Hi,

When using book/export/html, the resulting page shows the php code if the node contains such content type. There is no setting to turns this off AFAIK. I consider this to be a security threat for any sites using PHP code in node body.

Comments

puregin’s picture

puregin commented
Status: Active » Closed (duplicate)

This is a duplicate issue; see http://drupal.org/node/42517.

This does not happen for all PHP pages - only where the PHP is broken I suspect.

mansion’s picture

mansion commented

I am surprised.

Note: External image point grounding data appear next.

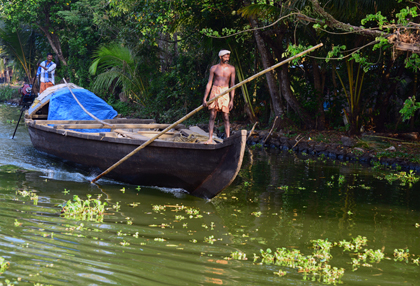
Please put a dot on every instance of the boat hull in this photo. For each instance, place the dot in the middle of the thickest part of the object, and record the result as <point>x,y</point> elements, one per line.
<point>202,170</point>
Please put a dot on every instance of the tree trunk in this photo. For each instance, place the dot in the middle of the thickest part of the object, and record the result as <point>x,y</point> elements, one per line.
<point>284,79</point>
<point>52,37</point>
<point>272,86</point>
<point>319,89</point>
<point>291,99</point>
<point>384,100</point>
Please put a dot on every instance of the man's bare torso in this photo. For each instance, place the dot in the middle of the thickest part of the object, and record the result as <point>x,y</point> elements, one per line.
<point>222,74</point>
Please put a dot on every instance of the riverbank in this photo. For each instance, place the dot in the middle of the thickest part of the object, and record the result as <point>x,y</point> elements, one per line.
<point>375,149</point>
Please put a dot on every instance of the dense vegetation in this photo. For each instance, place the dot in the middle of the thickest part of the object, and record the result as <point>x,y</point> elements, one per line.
<point>152,58</point>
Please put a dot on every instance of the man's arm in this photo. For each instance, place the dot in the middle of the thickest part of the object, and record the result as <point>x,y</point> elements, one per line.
<point>232,83</point>
<point>51,68</point>
<point>208,86</point>
<point>39,69</point>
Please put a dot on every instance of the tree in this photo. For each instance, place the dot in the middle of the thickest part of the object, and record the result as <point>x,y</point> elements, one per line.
<point>118,67</point>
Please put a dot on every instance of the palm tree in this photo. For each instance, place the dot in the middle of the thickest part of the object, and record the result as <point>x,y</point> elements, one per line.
<point>18,45</point>
<point>118,66</point>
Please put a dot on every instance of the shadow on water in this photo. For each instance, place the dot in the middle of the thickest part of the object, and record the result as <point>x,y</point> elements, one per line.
<point>155,236</point>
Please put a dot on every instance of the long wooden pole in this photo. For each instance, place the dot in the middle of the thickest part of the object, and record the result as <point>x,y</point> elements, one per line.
<point>201,107</point>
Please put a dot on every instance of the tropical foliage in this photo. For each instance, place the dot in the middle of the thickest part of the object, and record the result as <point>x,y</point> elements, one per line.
<point>152,58</point>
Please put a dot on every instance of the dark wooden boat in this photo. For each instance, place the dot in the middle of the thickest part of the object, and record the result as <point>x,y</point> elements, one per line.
<point>202,170</point>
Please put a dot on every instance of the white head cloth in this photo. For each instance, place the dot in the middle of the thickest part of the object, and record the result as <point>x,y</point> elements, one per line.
<point>223,52</point>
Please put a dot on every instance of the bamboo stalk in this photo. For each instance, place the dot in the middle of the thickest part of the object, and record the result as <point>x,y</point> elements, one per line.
<point>272,128</point>
<point>252,130</point>
<point>84,109</point>
<point>201,107</point>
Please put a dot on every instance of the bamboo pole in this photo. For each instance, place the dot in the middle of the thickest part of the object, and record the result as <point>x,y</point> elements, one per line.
<point>201,107</point>
<point>84,109</point>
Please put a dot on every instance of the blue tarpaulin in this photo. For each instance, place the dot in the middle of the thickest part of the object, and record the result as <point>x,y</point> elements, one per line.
<point>63,106</point>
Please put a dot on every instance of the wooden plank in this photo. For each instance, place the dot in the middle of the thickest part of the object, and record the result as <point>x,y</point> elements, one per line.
<point>131,135</point>
<point>117,120</point>
<point>117,125</point>
<point>153,133</point>
<point>200,131</point>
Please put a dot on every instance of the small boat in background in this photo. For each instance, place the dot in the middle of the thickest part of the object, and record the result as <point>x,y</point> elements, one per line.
<point>174,161</point>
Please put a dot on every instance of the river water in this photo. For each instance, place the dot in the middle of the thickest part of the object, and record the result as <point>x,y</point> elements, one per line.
<point>154,236</point>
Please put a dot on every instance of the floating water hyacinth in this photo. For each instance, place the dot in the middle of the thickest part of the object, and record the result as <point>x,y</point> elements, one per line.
<point>3,265</point>
<point>316,267</point>
<point>89,209</point>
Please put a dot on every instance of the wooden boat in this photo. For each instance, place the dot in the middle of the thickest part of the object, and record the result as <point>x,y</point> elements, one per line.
<point>202,170</point>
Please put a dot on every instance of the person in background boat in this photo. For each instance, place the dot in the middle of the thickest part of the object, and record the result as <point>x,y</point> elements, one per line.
<point>221,77</point>
<point>46,72</point>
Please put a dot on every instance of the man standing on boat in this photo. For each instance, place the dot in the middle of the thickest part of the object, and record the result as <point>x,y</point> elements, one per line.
<point>46,72</point>
<point>220,76</point>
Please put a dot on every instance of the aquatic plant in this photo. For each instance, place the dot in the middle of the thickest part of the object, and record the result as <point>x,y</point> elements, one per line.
<point>401,255</point>
<point>312,268</point>
<point>124,243</point>
<point>158,208</point>
<point>257,214</point>
<point>405,178</point>
<point>89,209</point>
<point>322,249</point>
<point>341,180</point>
<point>316,267</point>
<point>210,239</point>
<point>3,265</point>
<point>237,255</point>
<point>116,206</point>
<point>33,196</point>
<point>359,242</point>
<point>374,255</point>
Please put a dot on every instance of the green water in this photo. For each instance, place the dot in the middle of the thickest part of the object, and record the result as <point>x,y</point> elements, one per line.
<point>278,200</point>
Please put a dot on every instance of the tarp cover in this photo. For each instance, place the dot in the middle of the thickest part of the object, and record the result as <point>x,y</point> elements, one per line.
<point>63,106</point>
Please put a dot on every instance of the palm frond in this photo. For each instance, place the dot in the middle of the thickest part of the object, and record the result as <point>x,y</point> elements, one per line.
<point>117,66</point>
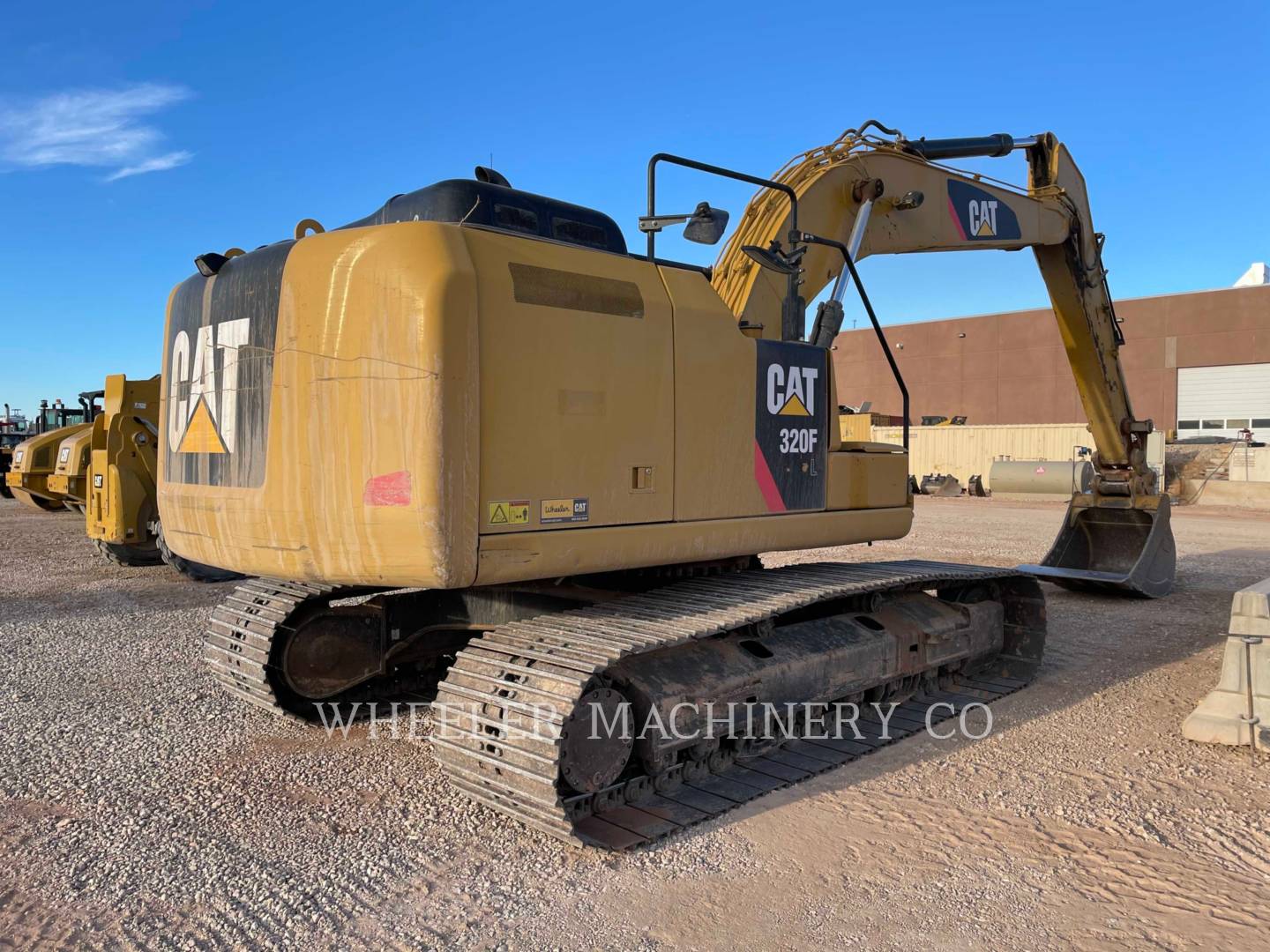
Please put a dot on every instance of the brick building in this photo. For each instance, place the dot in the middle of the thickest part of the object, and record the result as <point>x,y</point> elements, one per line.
<point>1200,360</point>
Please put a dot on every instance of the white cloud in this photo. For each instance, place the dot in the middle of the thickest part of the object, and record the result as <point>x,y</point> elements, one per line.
<point>100,129</point>
<point>161,163</point>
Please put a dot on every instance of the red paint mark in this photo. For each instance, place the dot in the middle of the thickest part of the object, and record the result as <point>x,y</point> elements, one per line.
<point>955,219</point>
<point>389,489</point>
<point>766,484</point>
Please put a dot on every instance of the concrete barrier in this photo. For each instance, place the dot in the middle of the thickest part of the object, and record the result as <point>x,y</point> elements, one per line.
<point>1222,718</point>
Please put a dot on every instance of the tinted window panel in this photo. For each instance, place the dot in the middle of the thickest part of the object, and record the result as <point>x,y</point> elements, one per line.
<point>578,233</point>
<point>508,216</point>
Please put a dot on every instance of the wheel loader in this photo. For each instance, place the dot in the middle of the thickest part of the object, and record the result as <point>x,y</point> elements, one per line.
<point>60,435</point>
<point>473,438</point>
<point>122,519</point>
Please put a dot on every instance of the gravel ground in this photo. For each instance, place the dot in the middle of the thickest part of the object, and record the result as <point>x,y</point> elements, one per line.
<point>144,809</point>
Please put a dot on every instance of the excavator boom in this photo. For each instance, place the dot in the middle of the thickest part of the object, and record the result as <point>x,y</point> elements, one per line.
<point>873,196</point>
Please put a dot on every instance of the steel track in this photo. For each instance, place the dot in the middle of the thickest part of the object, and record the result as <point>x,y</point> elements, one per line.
<point>502,707</point>
<point>494,746</point>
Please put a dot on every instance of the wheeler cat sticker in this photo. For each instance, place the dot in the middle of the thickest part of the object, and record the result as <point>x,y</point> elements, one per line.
<point>219,371</point>
<point>981,216</point>
<point>790,432</point>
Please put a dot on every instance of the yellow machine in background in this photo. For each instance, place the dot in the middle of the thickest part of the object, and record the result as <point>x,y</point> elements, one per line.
<point>70,476</point>
<point>34,472</point>
<point>122,517</point>
<point>473,435</point>
<point>32,467</point>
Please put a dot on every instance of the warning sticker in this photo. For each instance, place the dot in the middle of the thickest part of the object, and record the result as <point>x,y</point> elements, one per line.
<point>510,512</point>
<point>564,510</point>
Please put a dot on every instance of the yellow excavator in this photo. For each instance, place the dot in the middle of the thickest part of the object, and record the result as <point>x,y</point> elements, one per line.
<point>471,437</point>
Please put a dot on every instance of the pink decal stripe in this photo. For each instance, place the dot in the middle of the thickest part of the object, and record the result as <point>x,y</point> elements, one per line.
<point>390,489</point>
<point>766,484</point>
<point>955,219</point>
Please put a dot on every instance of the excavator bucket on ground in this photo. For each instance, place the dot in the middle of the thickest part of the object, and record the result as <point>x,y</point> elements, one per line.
<point>1124,551</point>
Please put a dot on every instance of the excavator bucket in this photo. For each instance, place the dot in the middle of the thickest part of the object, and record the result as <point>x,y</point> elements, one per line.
<point>1117,551</point>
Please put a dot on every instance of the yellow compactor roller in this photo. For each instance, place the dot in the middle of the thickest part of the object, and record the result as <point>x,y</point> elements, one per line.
<point>473,437</point>
<point>70,478</point>
<point>48,470</point>
<point>122,518</point>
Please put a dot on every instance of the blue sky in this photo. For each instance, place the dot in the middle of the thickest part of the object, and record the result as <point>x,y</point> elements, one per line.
<point>135,136</point>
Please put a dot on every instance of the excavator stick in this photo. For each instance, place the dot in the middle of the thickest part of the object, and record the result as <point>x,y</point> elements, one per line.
<point>1124,551</point>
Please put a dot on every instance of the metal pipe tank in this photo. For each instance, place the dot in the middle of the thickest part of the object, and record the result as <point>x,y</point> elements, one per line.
<point>1056,478</point>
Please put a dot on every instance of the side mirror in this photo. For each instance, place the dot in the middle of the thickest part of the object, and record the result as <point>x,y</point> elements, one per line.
<point>706,225</point>
<point>771,258</point>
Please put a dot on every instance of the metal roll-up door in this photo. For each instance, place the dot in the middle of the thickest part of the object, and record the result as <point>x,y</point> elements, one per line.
<point>1220,401</point>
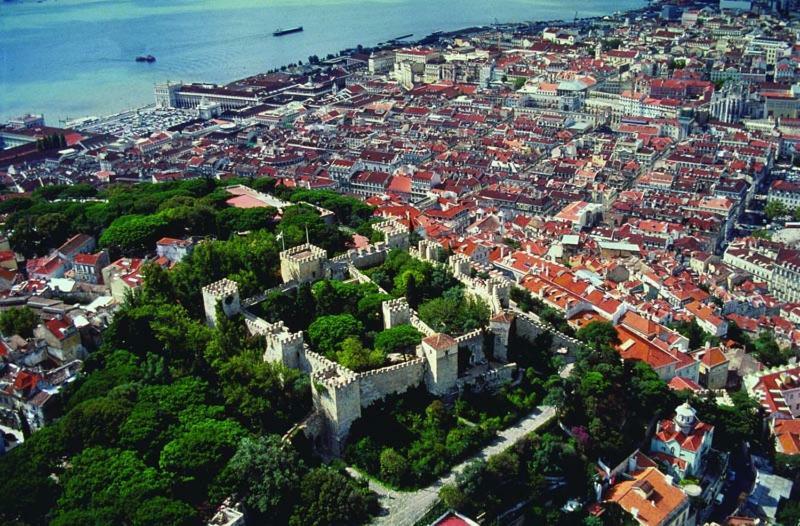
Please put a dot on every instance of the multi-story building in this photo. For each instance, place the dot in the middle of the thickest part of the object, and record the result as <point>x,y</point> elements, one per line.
<point>682,442</point>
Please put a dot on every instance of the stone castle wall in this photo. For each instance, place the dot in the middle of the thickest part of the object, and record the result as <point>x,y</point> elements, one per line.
<point>377,384</point>
<point>530,328</point>
<point>474,342</point>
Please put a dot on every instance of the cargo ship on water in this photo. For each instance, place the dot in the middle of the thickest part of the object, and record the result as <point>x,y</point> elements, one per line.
<point>280,32</point>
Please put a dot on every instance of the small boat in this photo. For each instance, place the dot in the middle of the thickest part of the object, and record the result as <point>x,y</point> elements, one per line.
<point>280,32</point>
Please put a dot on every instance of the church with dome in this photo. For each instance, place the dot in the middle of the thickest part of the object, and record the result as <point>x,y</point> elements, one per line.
<point>683,442</point>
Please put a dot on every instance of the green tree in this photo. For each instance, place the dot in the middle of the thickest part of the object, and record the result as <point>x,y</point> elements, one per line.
<point>775,209</point>
<point>158,511</point>
<point>109,482</point>
<point>394,466</point>
<point>453,497</point>
<point>356,357</point>
<point>398,339</point>
<point>265,474</point>
<point>134,234</point>
<point>20,321</point>
<point>768,351</point>
<point>95,422</point>
<point>327,332</point>
<point>598,334</point>
<point>329,497</point>
<point>196,456</point>
<point>266,396</point>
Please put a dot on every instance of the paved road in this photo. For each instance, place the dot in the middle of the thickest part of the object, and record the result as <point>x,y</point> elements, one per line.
<point>406,508</point>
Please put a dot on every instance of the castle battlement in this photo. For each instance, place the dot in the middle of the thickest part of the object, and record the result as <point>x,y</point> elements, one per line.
<point>413,362</point>
<point>303,253</point>
<point>225,292</point>
<point>468,336</point>
<point>330,377</point>
<point>220,289</point>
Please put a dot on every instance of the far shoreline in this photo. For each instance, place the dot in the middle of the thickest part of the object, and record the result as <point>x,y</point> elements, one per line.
<point>429,39</point>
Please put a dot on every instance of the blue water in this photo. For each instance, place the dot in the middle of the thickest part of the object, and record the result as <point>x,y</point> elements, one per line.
<point>73,58</point>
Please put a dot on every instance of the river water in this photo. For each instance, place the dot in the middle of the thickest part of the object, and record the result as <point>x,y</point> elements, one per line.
<point>74,58</point>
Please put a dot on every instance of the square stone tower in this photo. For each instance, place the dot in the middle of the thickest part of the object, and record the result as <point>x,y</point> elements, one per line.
<point>225,291</point>
<point>285,347</point>
<point>303,263</point>
<point>460,265</point>
<point>395,234</point>
<point>429,250</point>
<point>441,353</point>
<point>500,327</point>
<point>395,312</point>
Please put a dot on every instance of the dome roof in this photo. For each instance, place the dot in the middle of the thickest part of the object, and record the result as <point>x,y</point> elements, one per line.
<point>685,411</point>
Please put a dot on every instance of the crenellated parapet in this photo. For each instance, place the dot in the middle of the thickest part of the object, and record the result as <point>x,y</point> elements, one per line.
<point>303,263</point>
<point>395,312</point>
<point>395,234</point>
<point>226,293</point>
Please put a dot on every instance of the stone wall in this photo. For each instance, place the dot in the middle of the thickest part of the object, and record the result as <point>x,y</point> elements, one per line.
<point>491,380</point>
<point>474,342</point>
<point>530,328</point>
<point>420,325</point>
<point>377,384</point>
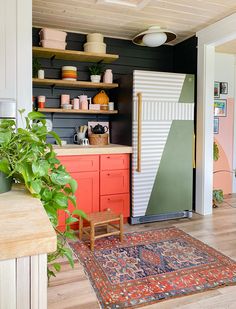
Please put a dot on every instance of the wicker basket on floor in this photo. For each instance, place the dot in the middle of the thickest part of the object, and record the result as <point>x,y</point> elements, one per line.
<point>98,139</point>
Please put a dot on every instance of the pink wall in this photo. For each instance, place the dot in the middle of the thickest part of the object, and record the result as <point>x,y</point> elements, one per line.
<point>224,140</point>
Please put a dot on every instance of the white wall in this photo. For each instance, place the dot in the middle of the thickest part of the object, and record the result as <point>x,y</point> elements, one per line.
<point>225,72</point>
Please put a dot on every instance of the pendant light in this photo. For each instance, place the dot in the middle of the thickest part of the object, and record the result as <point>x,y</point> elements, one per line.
<point>153,37</point>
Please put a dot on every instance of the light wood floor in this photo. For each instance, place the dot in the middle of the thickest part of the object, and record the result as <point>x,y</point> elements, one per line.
<point>72,290</point>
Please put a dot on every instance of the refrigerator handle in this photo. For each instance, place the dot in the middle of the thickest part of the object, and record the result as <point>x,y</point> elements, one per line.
<point>139,95</point>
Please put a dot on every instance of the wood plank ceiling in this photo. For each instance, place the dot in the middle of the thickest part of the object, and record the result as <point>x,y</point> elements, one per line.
<point>228,48</point>
<point>124,19</point>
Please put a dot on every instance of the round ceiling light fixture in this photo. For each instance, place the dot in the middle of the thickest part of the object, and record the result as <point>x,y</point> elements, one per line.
<point>153,37</point>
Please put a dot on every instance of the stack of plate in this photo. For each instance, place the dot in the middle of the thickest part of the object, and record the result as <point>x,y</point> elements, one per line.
<point>95,44</point>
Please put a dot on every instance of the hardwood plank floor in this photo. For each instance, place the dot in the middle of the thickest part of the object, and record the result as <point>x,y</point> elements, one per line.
<point>71,288</point>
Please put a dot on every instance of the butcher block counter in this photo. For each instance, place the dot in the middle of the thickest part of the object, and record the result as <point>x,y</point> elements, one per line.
<point>76,150</point>
<point>26,236</point>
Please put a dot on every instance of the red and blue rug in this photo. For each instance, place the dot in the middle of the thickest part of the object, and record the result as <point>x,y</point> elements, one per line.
<point>152,266</point>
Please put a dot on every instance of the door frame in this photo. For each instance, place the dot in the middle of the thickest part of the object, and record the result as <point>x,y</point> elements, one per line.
<point>209,37</point>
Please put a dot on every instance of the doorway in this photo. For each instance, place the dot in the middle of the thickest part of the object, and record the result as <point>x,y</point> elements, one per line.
<point>208,38</point>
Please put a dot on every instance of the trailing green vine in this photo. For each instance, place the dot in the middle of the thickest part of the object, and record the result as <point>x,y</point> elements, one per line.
<point>26,156</point>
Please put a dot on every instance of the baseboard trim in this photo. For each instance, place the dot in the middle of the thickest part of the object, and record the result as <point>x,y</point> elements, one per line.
<point>161,217</point>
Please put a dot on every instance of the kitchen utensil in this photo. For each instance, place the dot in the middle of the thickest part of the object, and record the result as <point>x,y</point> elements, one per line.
<point>98,139</point>
<point>65,99</point>
<point>84,101</point>
<point>108,76</point>
<point>69,73</point>
<point>101,98</point>
<point>111,106</point>
<point>99,129</point>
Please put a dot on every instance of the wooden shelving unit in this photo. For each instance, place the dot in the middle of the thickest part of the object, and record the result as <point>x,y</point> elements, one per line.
<point>76,111</point>
<point>72,84</point>
<point>50,53</point>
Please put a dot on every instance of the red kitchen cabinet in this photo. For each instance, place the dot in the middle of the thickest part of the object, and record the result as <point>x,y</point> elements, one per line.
<point>87,194</point>
<point>75,164</point>
<point>103,182</point>
<point>118,203</point>
<point>113,182</point>
<point>114,162</point>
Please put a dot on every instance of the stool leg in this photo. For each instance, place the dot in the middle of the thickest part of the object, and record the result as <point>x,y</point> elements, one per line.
<point>121,228</point>
<point>81,228</point>
<point>92,235</point>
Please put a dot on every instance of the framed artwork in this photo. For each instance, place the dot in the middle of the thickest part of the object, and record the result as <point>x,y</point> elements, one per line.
<point>224,88</point>
<point>216,125</point>
<point>216,89</point>
<point>220,108</point>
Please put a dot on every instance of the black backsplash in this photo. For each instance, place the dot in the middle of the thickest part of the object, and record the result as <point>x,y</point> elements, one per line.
<point>131,57</point>
<point>181,58</point>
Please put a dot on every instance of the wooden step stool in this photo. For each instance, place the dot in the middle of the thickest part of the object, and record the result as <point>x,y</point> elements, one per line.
<point>105,218</point>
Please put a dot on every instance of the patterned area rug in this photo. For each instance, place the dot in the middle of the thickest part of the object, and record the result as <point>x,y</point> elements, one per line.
<point>152,266</point>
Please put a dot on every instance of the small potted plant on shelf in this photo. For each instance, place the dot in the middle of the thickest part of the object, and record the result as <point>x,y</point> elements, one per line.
<point>96,71</point>
<point>26,158</point>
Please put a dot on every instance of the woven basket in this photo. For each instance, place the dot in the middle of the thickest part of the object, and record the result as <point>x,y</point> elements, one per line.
<point>98,139</point>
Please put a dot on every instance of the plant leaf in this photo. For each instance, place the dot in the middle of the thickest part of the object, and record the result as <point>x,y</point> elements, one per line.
<point>80,213</point>
<point>5,166</point>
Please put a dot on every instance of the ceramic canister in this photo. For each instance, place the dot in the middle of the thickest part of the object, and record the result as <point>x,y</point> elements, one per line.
<point>108,76</point>
<point>41,101</point>
<point>75,103</point>
<point>69,73</point>
<point>65,99</point>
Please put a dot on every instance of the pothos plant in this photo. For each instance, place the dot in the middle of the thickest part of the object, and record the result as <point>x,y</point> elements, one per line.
<point>26,156</point>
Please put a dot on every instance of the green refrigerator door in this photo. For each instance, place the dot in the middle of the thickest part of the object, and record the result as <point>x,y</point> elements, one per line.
<point>172,189</point>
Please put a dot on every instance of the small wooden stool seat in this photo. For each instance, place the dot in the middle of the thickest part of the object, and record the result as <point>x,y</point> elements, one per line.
<point>105,218</point>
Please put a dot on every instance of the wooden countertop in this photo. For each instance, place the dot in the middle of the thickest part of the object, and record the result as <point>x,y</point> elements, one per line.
<point>25,229</point>
<point>74,150</point>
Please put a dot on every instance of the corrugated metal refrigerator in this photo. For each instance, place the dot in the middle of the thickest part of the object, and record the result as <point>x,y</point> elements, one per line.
<point>161,115</point>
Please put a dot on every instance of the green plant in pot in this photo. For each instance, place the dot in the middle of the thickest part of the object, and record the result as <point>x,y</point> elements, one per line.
<point>27,158</point>
<point>96,71</point>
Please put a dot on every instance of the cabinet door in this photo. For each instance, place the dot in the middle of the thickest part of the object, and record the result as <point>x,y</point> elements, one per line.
<point>75,164</point>
<point>114,162</point>
<point>8,49</point>
<point>118,203</point>
<point>87,194</point>
<point>113,182</point>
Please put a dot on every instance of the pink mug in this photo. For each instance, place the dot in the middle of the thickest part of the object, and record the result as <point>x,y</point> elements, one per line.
<point>75,103</point>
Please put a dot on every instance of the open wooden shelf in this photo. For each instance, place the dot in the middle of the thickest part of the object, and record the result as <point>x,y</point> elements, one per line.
<point>75,55</point>
<point>72,84</point>
<point>75,111</point>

The Zen guy knows that this bug discloses PHP code and downgraded it from 'critical' to 'normal' just for the purpose of decreasing the issue queue ? That's pretty stupid. In case he doesn't realize, disclosing PHP code may mean showing passwords, file paths and other secret information to anonymous users. And guess what, this content can also be indexed by Google and available to the world forever.

About your comment:

1. Have you read the description of the other bug ? If yes, how can you consider it is a duplicate ? Please let me know, you must be clever than I am.

2. The PHP code in the node is not broken. Filters are simply not applied to the content before it is displayed. So please stop suspecting, and start investigating, or just shut up. It only adds noise and it doesn't help.

In case you still haven't realized it, this is a security issue.